Now, employers would be required to provide coverage for abortifacients and other drugs and procedures that are highly objectionable to many people of faith. But again, this pressure did not come from Congress. In fact, Congress knows that if it wants, it can include in legislation an exemption from the strict protections that the Religious Freedom Restoration Act (RFRA) gives to Americans and groups like Priests for Life. But Congress made no such exception in the Affordable Care Act, and therefore RFRA applies to it.

HHS quickly adopted the IOM report and issued the first version of the HHS mandate. Years and several versions of the regulation later, the government is still arguing that it has the authority to decide which religious groups it will exempt from the mandate – that is, favor – and which it will not – that is, disfavor.

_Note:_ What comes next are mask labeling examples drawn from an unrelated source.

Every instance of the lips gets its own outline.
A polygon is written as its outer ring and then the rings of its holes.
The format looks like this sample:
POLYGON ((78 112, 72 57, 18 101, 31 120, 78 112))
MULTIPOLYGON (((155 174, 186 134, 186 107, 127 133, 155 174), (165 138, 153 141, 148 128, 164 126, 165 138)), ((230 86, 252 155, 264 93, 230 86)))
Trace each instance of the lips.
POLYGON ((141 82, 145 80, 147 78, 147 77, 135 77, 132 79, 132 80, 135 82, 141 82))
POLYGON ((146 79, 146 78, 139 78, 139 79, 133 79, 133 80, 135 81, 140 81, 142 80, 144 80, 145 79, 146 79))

Under the mandate’s current language, churches do not have to violate their beliefs, but entities like the Priests for Life and the Westminster Theological Seminary do. Why? Because federal civil servants say they can discern who is sufficiently religious and who is not.

As the Cato Institute and the Independent Women’s Forum point out, the federal departments that came up with these distinctions have no ability or expertise to make them; they certainly don’t have the authority – not in America.

The Cato/IWF brief argues that the Supreme Court shouldn’t even bother weighing whether the HHS mandate violates the Religious Freedom Restoration Act. They say that the Court should strike down the regulation because “Congress in no way, shape, or form delegated to HHS the authority to regulate religion—much less to make untenable distinctions among religious groups.”

Ultimately, then, Priests for Life v. HHS involves the separation of powers – the executive branch should not appropriate the powers of the legislative branch. But the case also involves the separation of church and state – the government should not be picking and choosing religious groups for reward and punishment.